You drank the expired grape juice because you were convinced it had fermented into wine...you have a problem.
i had to wake up at 4 am to do my laundry because I was afraid if I saw people in the laundry room they would judge me by the amount of clothes I had covered in vomit from syllabus week
You're not required to sleep with every guy that spends $10 on you.
I cannot believe he got soft mid fuck. I just hope he bought that horrible impression you did of my dad. I love you though, you came in clutch tonight.
It was the least I could do after throwing up in your purse.
Want to come over and play therapist and then fuck all the emotion away?
michael burned off one of his eyebrows making a pizza so he had to shave off the other one to make it look even. it doesn't look right, but I'd still bang him.
I just want him to come back from NOLA alive, without an arrest record or stripper glitter on his clothes...
Those seems like unreasonable expectations for a bachelor party honestly...

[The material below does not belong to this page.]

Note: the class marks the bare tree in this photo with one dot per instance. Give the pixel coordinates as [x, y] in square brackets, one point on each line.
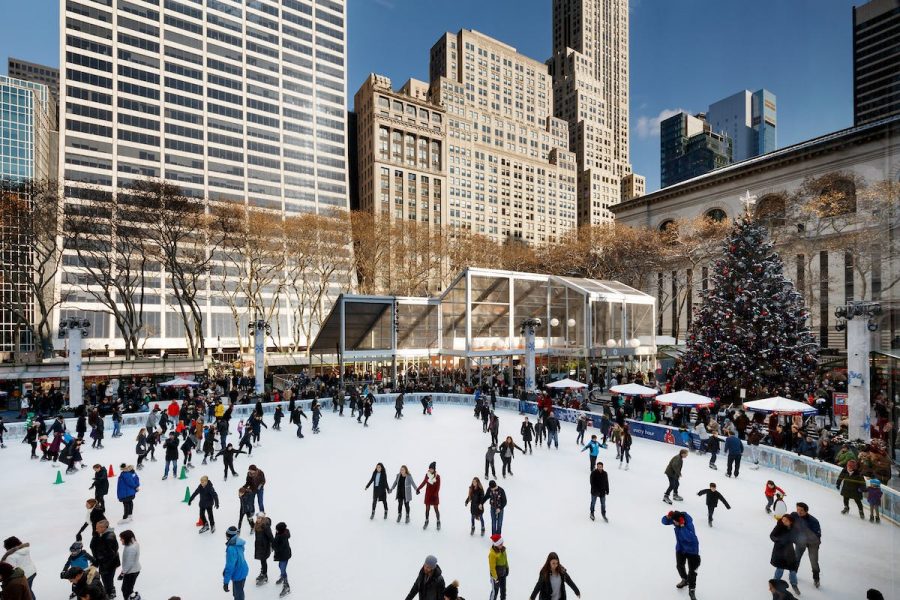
[114, 257]
[30, 219]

A homeless guy wouldnt accept my granola bar because he didnt have any teeth. I think i win the prize for the ultimate rejection
My jeans are ripped and her glitter was all over me.. My walk of shame looked like I fucked a unicorn last night
I feel like I spent all day wearing underpants made entirely of poison ivy and sandpaper
he probably thinks i inited him over to have sex but really i just want to show him 90's music videos
it was a hallmark card with butt plugs.
My conscious state is steadily increasing towards drunkenness.
woke up with a tree in my apartment. also the everclear bottle is suspiciously low
suspiciously? i think one of those explains the other
27 year olds can still do oral in a car right? Or is that trashy?